From three slots near the top of the cupboard, sixteen-millimetre film was inching down in three separate strips into a deep bin behind the false front of the drawers. The bin was almost half full of the slimy snakes of the stuff. Bond’s eyes narrowed tensely as he watched the damning evidence coil slowly down on to the pile. So that was it – cine-cameras, three of them, their lenses concealed God knows where – in the hall, in the garage courtyard, in this room – had been watching his every move from the moment Goldfinger had left the house, switching on the cameras, and, of course, the dazzling lights, as he went out of the door. Why hadn’t Bond seen the significance of those lights? Why hadn’t he had the elementary imagination to see the trap as well as smell it? Cover stories, indeed! What use were they now when he had spent half an hour snooping round and finding nothing for his pains? That too! He had discovered nothing – unearthed no secret. It had all been an idiotic waste of time. And now Goldfinger had him. Now he was finished, hopelessly blown. Was there any way of saving something from the wreckage? Bond stood riveted, staring at the slow cataracts of film.

Let’s see now! Bond’s mind raced, thinking of ways out, excuses, discarding them all. Well, at least by opening the cupboard door he had exposed some of the film. Then why not expose it all? Why not, but how? How could the open cupboard door be explained except by his doing? There came a miaow from the open slit of the bedroom door. The cat! Why shouldn’t the cat have done it? Pretty thin, but at least it was the shadow of an alibi. Bond opened the door. He picked the cat up in his arms. He went back with it to the cupboard, stroking it brusquely. It purred. Bond leant over the bin of film, picking it up in handfuls so that it would all get the light. Then, when he was satisfied that it must be ruined, he tossed it back and dropped the cat in on top of it. The cat would not be able to get out easily. With any luck it would settle down and go to sleep. Bond left the cupboard door three inches ajar to spoil the continuing film and the bedroom door the same amount and ran down the passage. At the top of the stairs he slowed and sauntered down. The empty hall yawned at his play-acting. He walked across to the fireplace, dashed more drink into his glass and picked up The Field. He turned to the golf commentary by Bernard Darwin, ran his eye down it to see what it was about, and then settled into one of the club chairs and lit a cigarette.

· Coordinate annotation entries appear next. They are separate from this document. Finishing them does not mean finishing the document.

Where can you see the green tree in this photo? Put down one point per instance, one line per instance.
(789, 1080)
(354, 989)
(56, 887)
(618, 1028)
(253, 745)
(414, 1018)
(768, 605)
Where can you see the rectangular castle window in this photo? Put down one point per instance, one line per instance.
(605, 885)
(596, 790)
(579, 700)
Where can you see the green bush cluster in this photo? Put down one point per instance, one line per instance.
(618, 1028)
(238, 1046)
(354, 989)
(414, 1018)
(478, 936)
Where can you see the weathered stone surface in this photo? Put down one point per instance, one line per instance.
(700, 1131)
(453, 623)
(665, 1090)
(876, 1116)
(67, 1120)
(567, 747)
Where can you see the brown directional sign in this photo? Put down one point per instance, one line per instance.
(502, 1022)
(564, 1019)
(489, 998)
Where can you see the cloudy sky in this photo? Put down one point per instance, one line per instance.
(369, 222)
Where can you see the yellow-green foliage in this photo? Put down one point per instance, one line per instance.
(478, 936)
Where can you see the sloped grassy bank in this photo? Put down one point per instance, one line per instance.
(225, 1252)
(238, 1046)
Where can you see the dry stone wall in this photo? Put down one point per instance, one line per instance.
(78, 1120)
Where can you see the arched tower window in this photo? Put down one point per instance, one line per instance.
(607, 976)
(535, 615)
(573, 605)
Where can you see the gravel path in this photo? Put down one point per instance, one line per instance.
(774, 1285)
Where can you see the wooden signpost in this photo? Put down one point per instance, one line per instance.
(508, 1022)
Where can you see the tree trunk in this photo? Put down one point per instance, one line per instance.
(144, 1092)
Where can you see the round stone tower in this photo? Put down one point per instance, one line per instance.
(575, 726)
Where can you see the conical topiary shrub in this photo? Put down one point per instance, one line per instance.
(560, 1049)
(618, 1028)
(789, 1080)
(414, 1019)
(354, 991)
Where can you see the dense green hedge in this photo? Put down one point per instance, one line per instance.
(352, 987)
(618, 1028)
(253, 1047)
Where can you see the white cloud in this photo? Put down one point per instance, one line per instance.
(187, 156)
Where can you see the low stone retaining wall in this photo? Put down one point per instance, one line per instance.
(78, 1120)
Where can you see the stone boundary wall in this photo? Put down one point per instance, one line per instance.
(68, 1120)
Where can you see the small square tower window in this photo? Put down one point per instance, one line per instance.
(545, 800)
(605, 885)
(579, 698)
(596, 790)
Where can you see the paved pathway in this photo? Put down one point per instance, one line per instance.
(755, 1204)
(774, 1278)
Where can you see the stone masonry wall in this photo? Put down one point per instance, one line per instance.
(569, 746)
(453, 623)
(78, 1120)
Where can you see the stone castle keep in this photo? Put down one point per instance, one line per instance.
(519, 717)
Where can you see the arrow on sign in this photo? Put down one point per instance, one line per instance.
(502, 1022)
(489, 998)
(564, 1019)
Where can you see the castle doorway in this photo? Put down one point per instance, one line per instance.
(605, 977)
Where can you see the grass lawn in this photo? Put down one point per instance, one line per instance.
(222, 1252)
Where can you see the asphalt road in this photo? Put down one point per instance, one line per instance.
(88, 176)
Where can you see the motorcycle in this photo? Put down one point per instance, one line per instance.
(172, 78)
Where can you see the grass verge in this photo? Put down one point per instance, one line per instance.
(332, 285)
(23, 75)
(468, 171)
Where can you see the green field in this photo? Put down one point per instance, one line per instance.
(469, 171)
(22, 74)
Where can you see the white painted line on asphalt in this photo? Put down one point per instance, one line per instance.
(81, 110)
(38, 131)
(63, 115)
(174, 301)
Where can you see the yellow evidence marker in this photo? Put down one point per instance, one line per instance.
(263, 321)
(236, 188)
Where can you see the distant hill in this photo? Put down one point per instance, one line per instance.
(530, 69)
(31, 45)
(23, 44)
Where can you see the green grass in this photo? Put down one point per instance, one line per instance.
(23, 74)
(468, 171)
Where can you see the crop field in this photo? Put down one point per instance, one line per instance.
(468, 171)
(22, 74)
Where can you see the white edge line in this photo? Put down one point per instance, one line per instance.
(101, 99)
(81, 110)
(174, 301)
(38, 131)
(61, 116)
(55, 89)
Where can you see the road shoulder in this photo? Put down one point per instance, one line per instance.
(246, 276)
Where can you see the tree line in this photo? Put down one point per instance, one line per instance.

What had he found out? What was there on the plus side? Precious little except that Goldfinger suffered from constipation and a dirty mind and that he had wanted to put Bond through an elementary test. He had certainly done it expertly. This was no amateur. The technique was fully up to SMERSH standards, and it was surely the technique of somebody with a very great deal to hide. And now what would happen? For the cat alibi to stand up, Goldfinger would have to have left two doors, one of them vital, ajar, and the cat had got into the room and been intrigued by the whine of the cameras. Most unlikely, almost incredible. Goldfinger would be ninety per cent certain it was Bond -but only ninety. There would still be that ten per cent of uncertainty. Would Goldfinger have learnt much more than he knew before – that Bond was a tricky, resourceful customer and that Bond had been inquisitive, might be a thief? He would guess Bond had been to the bedroom, but Bond’s other movements, for whatever they were worth, would remain a secret on the exposed film.